C. However, it is difficult to accept the judgment of the court below for the following reasons. (1) According to Article 12(1) of the Act of large franchise and retail business, large franchise and retail business operators are prohibited from having suppliers dispatch employees, other suppliers, etc. (hereinafter "employees, etc.") to work at their own workplace. However, in cases where a large franchise and retail business operator falls under any of subparagraphs 1 through 4 of the proviso of Article 12(1) and falls under any of subparagraphs 1 through 4 of the same paragraph, the conditions of dispatch agreed in writing with suppliers, etc., as prescribed by Presidential Decree, and allow suppliers, etc. to engage in the sales and management of the goods to be supplied, such as suppliers, etc. who employed the relevant employees, etc. who agreed to be dispatched to the supplier, etc., and thus, the use thereof is allowed. Even if it falls under subparagraphs 1 through 4 of Article 12(1) of the Act of large franchise and retail business, the purpose of allowing a large franchise and retail business operator to dispatch employees only in accordance with the Presidential Decree, etc.
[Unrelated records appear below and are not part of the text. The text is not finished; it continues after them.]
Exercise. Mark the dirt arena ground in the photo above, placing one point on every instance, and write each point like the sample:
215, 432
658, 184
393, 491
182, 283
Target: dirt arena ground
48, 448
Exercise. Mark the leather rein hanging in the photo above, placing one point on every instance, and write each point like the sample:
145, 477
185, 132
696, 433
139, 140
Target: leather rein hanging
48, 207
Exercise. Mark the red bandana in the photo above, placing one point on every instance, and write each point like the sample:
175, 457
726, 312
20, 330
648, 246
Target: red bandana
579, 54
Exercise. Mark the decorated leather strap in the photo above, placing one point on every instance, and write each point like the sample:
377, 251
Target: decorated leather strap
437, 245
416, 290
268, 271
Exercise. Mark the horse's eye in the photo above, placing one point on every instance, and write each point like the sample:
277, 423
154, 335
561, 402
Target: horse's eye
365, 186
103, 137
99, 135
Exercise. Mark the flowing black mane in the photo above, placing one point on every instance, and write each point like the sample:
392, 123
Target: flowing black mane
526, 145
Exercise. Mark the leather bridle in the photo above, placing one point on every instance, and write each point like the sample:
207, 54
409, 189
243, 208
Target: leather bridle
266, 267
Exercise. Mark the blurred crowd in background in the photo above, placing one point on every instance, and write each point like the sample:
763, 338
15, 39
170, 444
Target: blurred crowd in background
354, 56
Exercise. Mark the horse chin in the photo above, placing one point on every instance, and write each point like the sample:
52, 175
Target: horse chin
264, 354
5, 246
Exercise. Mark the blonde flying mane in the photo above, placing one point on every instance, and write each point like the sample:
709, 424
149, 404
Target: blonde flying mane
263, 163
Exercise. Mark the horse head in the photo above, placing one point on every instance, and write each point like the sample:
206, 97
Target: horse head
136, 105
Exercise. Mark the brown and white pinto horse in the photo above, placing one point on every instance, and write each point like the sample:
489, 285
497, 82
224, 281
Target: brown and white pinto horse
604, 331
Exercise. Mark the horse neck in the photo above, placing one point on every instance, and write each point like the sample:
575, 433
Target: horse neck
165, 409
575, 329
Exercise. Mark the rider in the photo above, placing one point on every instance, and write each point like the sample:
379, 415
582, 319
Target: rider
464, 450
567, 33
In other words, it is the purport that the conditions on the dispatch of employees such as large-scale distributors and suppliers are not based on the mutual agreement between them, or that it is intended to prevent the disadvantages of suppliers such as suppliers, etc. in advance due to the unclear contents of the terms and conditions, and to prevent disputes on the terms and conditions of the dispatch between them.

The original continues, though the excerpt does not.